My Harbeth SHL5s *really* benefit from amps & sources that are far more expensive than the Harbeths.

Once I had Aerial 10Ts that sounded like new speakers with vocals to die for when I drove them with a Pass X350 to replace an Aragon 8008.

Oh well, thanks for reading my rambling thoughts here...

So I think I would avoid pairing good speakers with lesser amps,
rgs92
Get real, how could anyone expect any thing less from a loudspeaker manufacture. Should Rgs92 believe Wilson or his own eyes?

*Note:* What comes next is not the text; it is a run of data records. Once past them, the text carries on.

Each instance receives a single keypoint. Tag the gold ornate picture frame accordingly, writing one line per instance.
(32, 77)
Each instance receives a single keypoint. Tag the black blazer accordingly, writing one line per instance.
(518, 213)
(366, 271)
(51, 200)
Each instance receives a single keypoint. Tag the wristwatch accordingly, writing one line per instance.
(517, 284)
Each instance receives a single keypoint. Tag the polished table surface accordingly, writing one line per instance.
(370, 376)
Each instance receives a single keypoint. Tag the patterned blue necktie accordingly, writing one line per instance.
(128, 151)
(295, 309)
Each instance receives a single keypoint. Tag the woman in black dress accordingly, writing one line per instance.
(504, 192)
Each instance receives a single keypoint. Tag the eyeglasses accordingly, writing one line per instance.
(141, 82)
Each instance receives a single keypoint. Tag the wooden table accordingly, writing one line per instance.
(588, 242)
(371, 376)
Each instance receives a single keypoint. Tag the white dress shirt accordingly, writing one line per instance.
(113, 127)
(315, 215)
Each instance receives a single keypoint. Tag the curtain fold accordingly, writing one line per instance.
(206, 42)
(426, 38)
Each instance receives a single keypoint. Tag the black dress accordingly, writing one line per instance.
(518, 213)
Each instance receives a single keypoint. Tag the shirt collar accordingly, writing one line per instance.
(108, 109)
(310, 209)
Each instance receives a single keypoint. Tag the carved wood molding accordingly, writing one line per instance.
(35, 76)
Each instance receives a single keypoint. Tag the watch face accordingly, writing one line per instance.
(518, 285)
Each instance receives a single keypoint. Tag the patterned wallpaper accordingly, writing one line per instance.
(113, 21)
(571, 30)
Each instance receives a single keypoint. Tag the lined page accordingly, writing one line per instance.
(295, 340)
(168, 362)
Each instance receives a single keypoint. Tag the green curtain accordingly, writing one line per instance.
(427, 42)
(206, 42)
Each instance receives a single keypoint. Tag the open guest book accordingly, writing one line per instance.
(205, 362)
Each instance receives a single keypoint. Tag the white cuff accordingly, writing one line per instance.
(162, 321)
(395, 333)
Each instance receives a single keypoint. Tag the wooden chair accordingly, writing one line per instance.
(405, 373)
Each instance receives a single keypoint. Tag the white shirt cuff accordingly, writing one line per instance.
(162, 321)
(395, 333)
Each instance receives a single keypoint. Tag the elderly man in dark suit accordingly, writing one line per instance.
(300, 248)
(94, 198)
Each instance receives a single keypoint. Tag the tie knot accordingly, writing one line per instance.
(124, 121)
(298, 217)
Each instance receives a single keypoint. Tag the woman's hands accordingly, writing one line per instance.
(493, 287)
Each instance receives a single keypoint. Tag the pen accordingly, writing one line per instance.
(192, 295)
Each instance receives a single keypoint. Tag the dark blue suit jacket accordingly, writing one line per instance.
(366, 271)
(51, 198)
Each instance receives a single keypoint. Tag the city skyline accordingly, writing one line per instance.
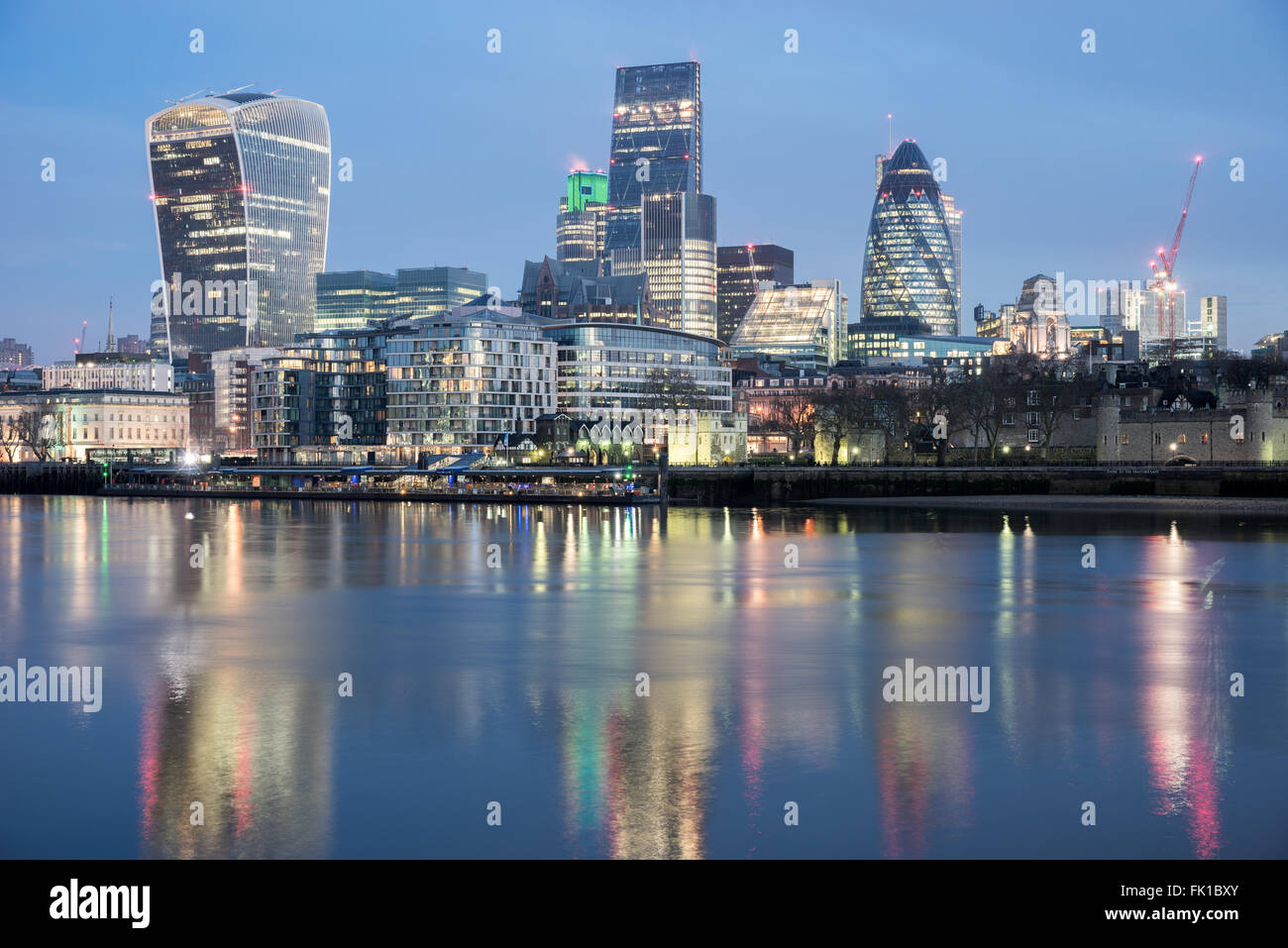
(391, 210)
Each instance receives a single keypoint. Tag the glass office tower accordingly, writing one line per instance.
(739, 273)
(436, 290)
(241, 185)
(679, 241)
(657, 143)
(351, 299)
(909, 265)
(580, 228)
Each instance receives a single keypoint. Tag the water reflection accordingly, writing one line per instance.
(496, 651)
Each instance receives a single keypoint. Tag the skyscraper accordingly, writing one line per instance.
(679, 244)
(656, 145)
(241, 185)
(953, 218)
(741, 269)
(909, 261)
(658, 220)
(580, 228)
(1212, 320)
(351, 299)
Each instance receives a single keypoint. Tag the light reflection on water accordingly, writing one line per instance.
(518, 685)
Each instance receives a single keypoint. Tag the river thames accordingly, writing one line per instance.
(496, 656)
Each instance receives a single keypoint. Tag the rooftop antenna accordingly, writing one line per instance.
(189, 95)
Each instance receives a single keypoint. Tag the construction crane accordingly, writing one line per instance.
(1164, 269)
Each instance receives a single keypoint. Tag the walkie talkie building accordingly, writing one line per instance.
(909, 268)
(241, 184)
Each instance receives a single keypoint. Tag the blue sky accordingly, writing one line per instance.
(1061, 159)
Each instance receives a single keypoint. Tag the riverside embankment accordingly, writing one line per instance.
(772, 485)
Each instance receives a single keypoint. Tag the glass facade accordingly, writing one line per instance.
(909, 264)
(656, 145)
(953, 218)
(617, 366)
(739, 270)
(462, 382)
(241, 185)
(580, 233)
(434, 290)
(585, 188)
(351, 299)
(679, 233)
(799, 324)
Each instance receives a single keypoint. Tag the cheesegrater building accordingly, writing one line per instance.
(909, 265)
(241, 187)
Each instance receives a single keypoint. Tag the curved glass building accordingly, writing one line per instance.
(241, 184)
(909, 268)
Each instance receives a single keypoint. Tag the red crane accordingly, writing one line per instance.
(1164, 268)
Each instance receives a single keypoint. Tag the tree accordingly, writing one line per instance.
(39, 433)
(835, 414)
(888, 408)
(980, 407)
(671, 390)
(793, 416)
(11, 438)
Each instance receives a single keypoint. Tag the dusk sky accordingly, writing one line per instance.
(1061, 159)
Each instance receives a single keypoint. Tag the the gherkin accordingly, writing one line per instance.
(909, 261)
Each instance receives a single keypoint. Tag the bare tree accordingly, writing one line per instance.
(675, 391)
(11, 438)
(835, 415)
(39, 433)
(795, 417)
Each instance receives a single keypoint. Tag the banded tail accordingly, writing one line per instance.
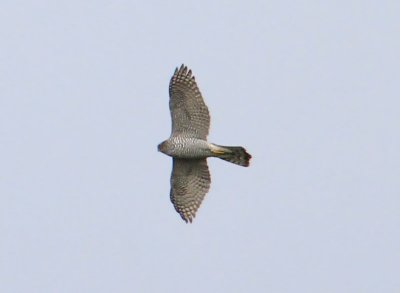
(236, 155)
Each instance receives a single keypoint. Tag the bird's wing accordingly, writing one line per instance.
(190, 181)
(189, 113)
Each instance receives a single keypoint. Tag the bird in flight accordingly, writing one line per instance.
(188, 145)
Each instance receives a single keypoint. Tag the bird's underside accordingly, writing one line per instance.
(188, 146)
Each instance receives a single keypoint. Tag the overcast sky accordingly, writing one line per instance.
(311, 90)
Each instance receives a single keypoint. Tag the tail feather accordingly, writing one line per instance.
(236, 155)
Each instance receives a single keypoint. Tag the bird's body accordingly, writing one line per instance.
(188, 145)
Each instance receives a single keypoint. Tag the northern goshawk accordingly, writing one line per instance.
(188, 146)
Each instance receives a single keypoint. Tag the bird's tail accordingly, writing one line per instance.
(237, 155)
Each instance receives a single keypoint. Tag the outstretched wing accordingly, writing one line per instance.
(190, 181)
(189, 113)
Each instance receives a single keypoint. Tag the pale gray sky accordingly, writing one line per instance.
(310, 88)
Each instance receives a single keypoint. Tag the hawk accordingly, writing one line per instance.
(188, 145)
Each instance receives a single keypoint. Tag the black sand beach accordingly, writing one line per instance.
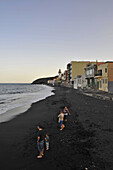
(86, 141)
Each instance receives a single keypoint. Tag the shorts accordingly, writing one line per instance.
(47, 145)
(40, 145)
(65, 117)
(61, 123)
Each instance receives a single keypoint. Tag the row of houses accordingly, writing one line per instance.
(87, 74)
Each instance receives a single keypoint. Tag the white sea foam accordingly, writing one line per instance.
(17, 98)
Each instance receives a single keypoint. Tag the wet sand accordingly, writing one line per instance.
(86, 141)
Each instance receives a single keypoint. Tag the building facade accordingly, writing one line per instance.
(75, 68)
(104, 77)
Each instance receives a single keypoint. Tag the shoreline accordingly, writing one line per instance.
(12, 113)
(86, 141)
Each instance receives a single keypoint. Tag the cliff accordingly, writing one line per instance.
(43, 80)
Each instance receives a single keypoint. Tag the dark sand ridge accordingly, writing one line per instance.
(86, 141)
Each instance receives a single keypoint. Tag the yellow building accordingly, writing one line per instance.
(105, 77)
(75, 68)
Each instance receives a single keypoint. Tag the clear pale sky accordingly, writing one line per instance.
(37, 37)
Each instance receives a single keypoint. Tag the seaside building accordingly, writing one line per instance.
(90, 73)
(104, 77)
(75, 68)
(77, 82)
(80, 81)
(64, 78)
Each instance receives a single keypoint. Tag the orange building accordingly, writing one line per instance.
(105, 77)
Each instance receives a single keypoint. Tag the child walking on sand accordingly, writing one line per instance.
(66, 113)
(47, 142)
(61, 117)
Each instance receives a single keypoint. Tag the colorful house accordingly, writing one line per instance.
(104, 77)
(75, 68)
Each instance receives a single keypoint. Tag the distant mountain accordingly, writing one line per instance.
(43, 80)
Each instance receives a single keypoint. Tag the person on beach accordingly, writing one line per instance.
(40, 141)
(66, 113)
(61, 118)
(47, 142)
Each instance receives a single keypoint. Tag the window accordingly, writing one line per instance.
(90, 71)
(100, 84)
(105, 70)
(106, 81)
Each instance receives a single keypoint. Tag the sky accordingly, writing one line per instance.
(37, 37)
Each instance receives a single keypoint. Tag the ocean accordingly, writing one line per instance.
(17, 98)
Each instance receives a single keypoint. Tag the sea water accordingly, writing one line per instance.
(17, 98)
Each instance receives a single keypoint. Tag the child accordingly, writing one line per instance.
(61, 116)
(47, 142)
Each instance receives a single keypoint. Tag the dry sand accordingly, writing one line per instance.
(86, 141)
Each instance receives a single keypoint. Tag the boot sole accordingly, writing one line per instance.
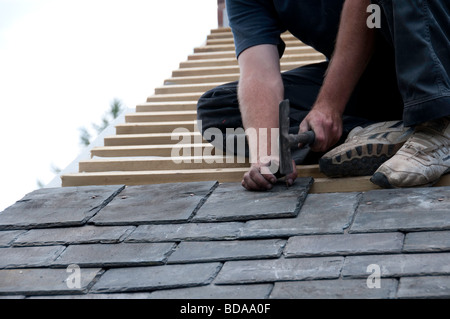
(360, 161)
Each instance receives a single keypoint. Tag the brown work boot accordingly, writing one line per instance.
(421, 161)
(365, 149)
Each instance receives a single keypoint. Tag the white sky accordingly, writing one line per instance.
(63, 61)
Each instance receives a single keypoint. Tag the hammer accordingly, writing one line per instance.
(289, 140)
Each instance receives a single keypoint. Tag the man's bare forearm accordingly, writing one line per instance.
(260, 92)
(354, 47)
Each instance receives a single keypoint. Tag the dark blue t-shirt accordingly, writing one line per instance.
(314, 22)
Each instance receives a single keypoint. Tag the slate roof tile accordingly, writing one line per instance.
(170, 241)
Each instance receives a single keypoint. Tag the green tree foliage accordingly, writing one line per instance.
(115, 108)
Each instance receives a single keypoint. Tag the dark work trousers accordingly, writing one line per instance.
(376, 98)
(419, 32)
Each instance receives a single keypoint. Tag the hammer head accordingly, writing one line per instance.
(284, 144)
(286, 140)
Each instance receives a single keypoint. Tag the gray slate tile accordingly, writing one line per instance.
(271, 270)
(115, 255)
(148, 204)
(74, 235)
(57, 207)
(427, 241)
(7, 237)
(403, 209)
(424, 287)
(398, 265)
(320, 214)
(156, 277)
(354, 244)
(188, 252)
(21, 257)
(186, 232)
(231, 202)
(334, 289)
(216, 292)
(88, 296)
(43, 281)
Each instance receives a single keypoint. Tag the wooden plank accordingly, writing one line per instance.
(162, 163)
(153, 150)
(230, 47)
(229, 35)
(152, 177)
(174, 97)
(232, 54)
(233, 60)
(222, 78)
(156, 127)
(161, 116)
(186, 88)
(167, 106)
(153, 139)
(234, 69)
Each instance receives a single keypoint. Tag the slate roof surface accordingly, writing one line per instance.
(210, 241)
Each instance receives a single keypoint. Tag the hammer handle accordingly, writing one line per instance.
(304, 138)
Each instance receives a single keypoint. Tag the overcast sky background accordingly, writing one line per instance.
(62, 62)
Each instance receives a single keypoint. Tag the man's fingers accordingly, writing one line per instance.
(254, 180)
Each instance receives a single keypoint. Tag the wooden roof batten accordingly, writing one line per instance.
(160, 141)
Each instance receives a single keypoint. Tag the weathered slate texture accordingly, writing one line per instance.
(403, 209)
(231, 202)
(320, 214)
(334, 289)
(156, 277)
(44, 281)
(148, 204)
(57, 207)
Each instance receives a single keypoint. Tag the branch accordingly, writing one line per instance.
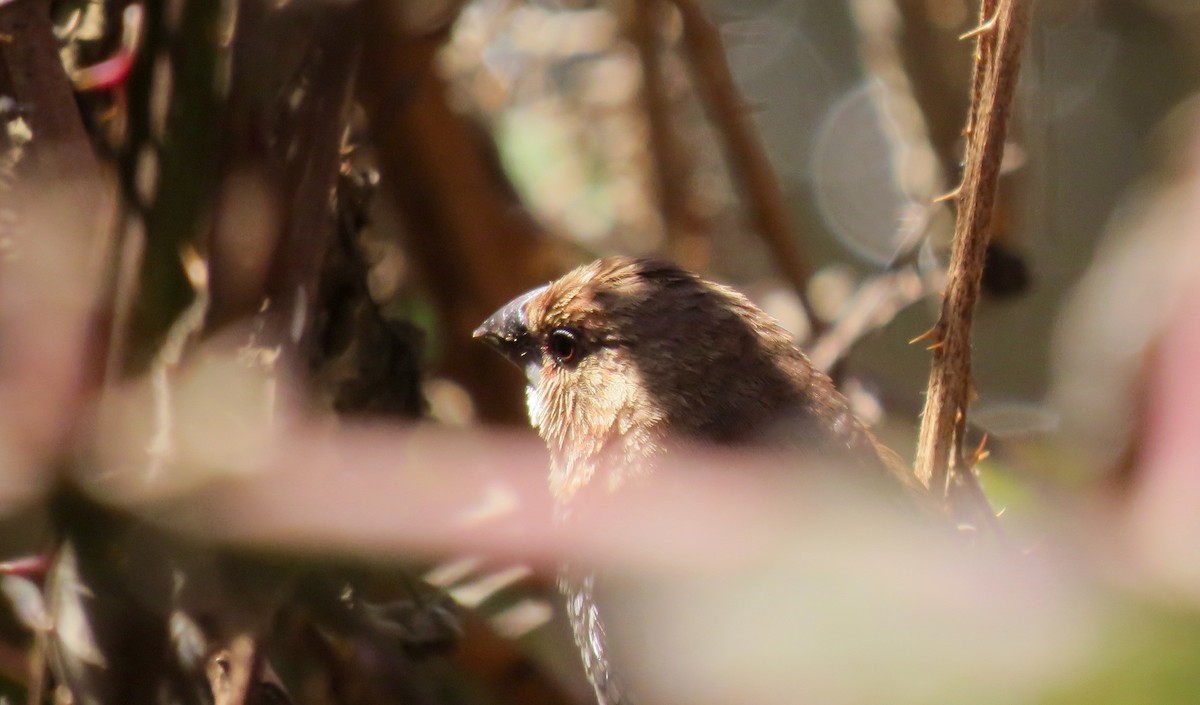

Back when I practically lived in "high end emporiums", we were "grooving mightily" to all ARC electronics and top of the line Thiel speakers, when someone came in who wanted to audition a Rotel amp. After the Rotel amp was inserted, with ARC pre and Thiel still in the lineup; the soundstage collapsed.
GEE- You mean all amps DON'T perform alike? I'm shocked! Comparing Rotel and ARC? PLEASE!
The happy/MOST EFFICIENT path to the best results is room 1st, speakers second, amp third and then the rest.

Other orders can work well also as long as the end results are in synch, but will likely take more time and expense to optimize and results may not be as good.